All native species, the trees and shrubs will provide food resources and serve as host plants for a diversity of Lepidoptera (the order of insects that includes butterflies and moths) such as tiger and zebra swallowtails, elfins, and viceroys. The woody species will also provide over-wintering habitat for native bees, seed, and nesting spaces for songbirds, small mammals, reptiles, and amphibians.

Yellow butterfly in field of purple flowers.

Tiger swallowtail (Papilio glaucus), photo: Cole Stanley

Following two years of site preparations, planting the seedlings is an exciting step in the work of converting a fallow pasture at Williamson into a high diversity pollinator habitat with both woody and herbaceous species, which is possible thanks to a grant TLC received from the Environmental Quality Incentives Program. Through this project, pollinators and other wildlife will gain important resources for food, overwintering, and reproduction.

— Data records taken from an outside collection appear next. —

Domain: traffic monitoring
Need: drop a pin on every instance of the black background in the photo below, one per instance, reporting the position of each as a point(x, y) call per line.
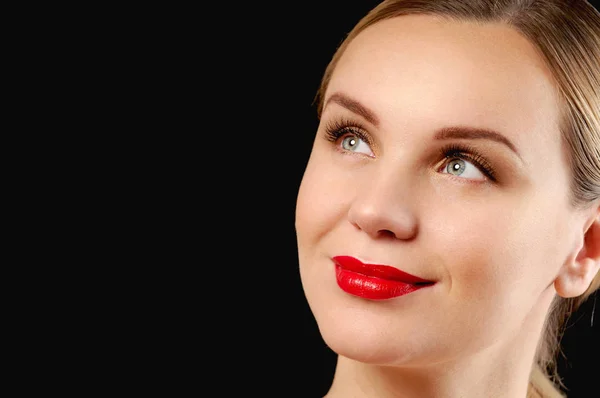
point(286, 56)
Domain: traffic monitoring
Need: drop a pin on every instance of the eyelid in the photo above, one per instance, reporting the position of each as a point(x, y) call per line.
point(469, 154)
point(338, 127)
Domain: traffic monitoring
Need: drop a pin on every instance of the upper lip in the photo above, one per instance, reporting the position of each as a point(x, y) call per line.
point(377, 270)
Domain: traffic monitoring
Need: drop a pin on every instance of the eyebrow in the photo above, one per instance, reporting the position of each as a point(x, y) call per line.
point(474, 133)
point(354, 106)
point(445, 133)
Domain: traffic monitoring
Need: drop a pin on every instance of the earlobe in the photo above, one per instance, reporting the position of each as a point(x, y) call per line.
point(580, 270)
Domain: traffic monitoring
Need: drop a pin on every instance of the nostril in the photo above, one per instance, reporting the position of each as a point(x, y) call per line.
point(387, 233)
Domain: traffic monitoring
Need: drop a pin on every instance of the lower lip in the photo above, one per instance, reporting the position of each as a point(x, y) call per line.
point(372, 287)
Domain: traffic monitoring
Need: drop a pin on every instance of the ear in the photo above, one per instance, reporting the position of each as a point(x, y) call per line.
point(579, 271)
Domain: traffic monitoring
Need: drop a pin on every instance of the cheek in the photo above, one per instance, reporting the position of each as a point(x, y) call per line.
point(503, 247)
point(322, 201)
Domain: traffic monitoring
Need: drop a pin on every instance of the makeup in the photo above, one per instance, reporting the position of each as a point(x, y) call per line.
point(375, 281)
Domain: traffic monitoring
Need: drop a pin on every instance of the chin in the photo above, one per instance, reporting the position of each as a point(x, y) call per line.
point(364, 337)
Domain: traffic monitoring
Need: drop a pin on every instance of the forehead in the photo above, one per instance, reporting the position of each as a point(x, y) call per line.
point(419, 68)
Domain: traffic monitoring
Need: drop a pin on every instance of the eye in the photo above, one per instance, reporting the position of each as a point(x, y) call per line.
point(353, 143)
point(462, 168)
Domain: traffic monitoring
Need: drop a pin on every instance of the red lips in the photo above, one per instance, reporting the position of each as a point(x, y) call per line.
point(373, 281)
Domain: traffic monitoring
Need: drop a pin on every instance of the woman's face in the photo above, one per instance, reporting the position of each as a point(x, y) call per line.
point(438, 153)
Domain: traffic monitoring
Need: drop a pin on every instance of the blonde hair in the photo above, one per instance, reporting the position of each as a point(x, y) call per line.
point(567, 36)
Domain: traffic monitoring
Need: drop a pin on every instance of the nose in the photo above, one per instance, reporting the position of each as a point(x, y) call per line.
point(382, 209)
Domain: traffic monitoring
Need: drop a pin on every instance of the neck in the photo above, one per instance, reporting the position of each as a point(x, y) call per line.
point(499, 370)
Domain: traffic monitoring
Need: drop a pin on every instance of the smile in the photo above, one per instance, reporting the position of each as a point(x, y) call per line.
point(373, 281)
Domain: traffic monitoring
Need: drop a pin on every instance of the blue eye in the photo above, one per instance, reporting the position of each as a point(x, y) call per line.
point(463, 168)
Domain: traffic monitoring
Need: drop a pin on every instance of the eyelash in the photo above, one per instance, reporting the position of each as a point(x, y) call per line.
point(336, 129)
point(468, 153)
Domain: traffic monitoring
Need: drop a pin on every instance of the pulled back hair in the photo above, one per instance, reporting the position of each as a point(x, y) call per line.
point(566, 34)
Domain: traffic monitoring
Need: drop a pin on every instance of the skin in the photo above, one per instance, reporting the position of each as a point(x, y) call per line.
point(499, 250)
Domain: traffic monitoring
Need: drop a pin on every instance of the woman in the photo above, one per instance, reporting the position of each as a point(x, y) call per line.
point(448, 219)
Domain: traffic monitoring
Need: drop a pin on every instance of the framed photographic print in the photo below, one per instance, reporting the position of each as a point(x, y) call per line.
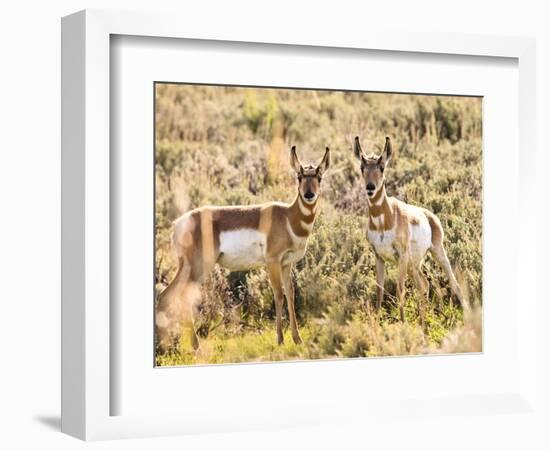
point(270, 222)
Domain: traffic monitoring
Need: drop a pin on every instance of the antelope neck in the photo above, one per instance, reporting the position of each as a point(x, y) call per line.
point(380, 211)
point(301, 216)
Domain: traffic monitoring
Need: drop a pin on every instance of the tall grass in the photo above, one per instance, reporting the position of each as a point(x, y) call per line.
point(228, 145)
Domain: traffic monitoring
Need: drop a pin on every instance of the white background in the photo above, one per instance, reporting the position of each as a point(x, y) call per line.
point(30, 132)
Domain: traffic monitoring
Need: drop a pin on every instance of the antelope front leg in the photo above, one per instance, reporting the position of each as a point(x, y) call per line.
point(402, 275)
point(289, 293)
point(379, 282)
point(275, 278)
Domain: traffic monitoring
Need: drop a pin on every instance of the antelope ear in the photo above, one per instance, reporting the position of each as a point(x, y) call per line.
point(387, 153)
point(325, 163)
point(294, 161)
point(357, 150)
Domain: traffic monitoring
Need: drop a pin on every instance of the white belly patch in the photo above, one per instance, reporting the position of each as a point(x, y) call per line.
point(383, 243)
point(242, 249)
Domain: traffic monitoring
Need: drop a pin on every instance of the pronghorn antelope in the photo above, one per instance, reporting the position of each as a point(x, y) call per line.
point(400, 233)
point(238, 238)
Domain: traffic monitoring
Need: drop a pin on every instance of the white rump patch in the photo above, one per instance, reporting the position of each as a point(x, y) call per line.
point(242, 249)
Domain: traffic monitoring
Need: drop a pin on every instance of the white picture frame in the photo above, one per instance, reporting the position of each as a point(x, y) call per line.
point(87, 386)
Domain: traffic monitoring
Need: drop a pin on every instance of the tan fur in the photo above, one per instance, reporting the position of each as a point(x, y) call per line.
point(396, 222)
point(196, 241)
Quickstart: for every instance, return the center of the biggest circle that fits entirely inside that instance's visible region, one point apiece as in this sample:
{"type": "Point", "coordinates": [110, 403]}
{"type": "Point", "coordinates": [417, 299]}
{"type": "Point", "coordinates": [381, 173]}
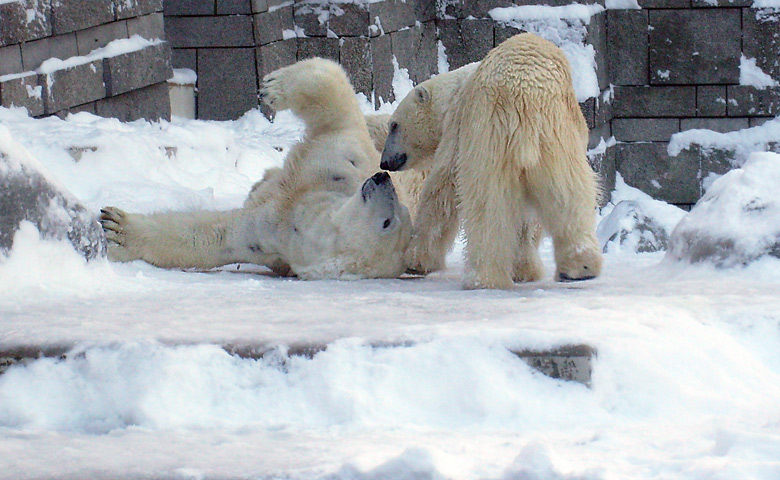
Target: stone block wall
{"type": "Point", "coordinates": [127, 85]}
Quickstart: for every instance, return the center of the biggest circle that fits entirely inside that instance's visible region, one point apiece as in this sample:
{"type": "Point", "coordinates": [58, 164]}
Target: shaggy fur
{"type": "Point", "coordinates": [315, 217]}
{"type": "Point", "coordinates": [505, 141]}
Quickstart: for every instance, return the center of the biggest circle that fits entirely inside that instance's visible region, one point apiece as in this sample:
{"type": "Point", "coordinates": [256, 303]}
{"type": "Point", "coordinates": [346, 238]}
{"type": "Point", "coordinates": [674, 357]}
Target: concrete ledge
{"type": "Point", "coordinates": [568, 362]}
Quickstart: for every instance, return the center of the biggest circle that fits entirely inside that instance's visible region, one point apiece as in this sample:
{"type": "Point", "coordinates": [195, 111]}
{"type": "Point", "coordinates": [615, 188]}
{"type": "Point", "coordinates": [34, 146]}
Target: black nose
{"type": "Point", "coordinates": [394, 163]}
{"type": "Point", "coordinates": [380, 178]}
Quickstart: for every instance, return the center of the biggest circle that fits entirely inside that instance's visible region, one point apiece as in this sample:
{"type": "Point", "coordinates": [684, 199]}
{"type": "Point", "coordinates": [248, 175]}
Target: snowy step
{"type": "Point", "coordinates": [568, 362]}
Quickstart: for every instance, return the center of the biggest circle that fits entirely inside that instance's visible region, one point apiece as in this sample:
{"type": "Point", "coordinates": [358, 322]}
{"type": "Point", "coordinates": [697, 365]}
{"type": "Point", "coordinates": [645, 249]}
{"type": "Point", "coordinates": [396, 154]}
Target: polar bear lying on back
{"type": "Point", "coordinates": [316, 217]}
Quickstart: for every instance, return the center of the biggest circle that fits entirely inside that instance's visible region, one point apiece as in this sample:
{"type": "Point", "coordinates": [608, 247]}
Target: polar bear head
{"type": "Point", "coordinates": [415, 128]}
{"type": "Point", "coordinates": [374, 229]}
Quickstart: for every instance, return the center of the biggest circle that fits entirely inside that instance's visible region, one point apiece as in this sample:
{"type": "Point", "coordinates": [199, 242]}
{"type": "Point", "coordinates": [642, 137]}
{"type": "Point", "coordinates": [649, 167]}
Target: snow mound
{"type": "Point", "coordinates": [738, 219]}
{"type": "Point", "coordinates": [634, 222]}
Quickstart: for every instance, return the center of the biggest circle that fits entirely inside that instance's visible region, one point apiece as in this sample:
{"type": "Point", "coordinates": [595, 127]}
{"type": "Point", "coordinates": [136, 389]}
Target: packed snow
{"type": "Point", "coordinates": [417, 380]}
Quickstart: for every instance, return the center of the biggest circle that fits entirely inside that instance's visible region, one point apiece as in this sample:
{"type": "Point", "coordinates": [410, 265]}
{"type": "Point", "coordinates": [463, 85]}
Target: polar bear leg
{"type": "Point", "coordinates": [174, 240]}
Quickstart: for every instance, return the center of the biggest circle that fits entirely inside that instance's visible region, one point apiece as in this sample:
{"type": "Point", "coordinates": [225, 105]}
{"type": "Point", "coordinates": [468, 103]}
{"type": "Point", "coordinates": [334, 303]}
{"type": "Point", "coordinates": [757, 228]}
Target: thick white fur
{"type": "Point", "coordinates": [316, 217]}
{"type": "Point", "coordinates": [505, 141]}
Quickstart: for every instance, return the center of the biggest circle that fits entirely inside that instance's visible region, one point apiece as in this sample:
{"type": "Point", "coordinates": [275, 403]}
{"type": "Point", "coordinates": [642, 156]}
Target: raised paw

Pollinators are vital to creating and maintaining healthy ecosystems and provide many natural services that everyone from plants to people benefit from. According to the USDA, 35 percent of the world’s crops and 75 percent of all flowering plants need pollinators to reproduce. These diligent pollinators are severely threatened by disappearing habitats today. Without supporting species like bees, butterflies, and hummingbirds, the food we eat, the air we breathe, and the lands we love don’t exist.

Future plans for this project include establishing a 5-acre wildflower meadow onsite. The meadow would include a high diversity of native wildflowers and grasses to further increase the habitat value of the area.

Williamson Wildflowers, photo: Don Kinney

We are grateful for the assistance of the many community members and organizations who have helped us with this project and so many others. Our ability to conserve land and improve wildlife habitat in the Triangle is all thanks to you!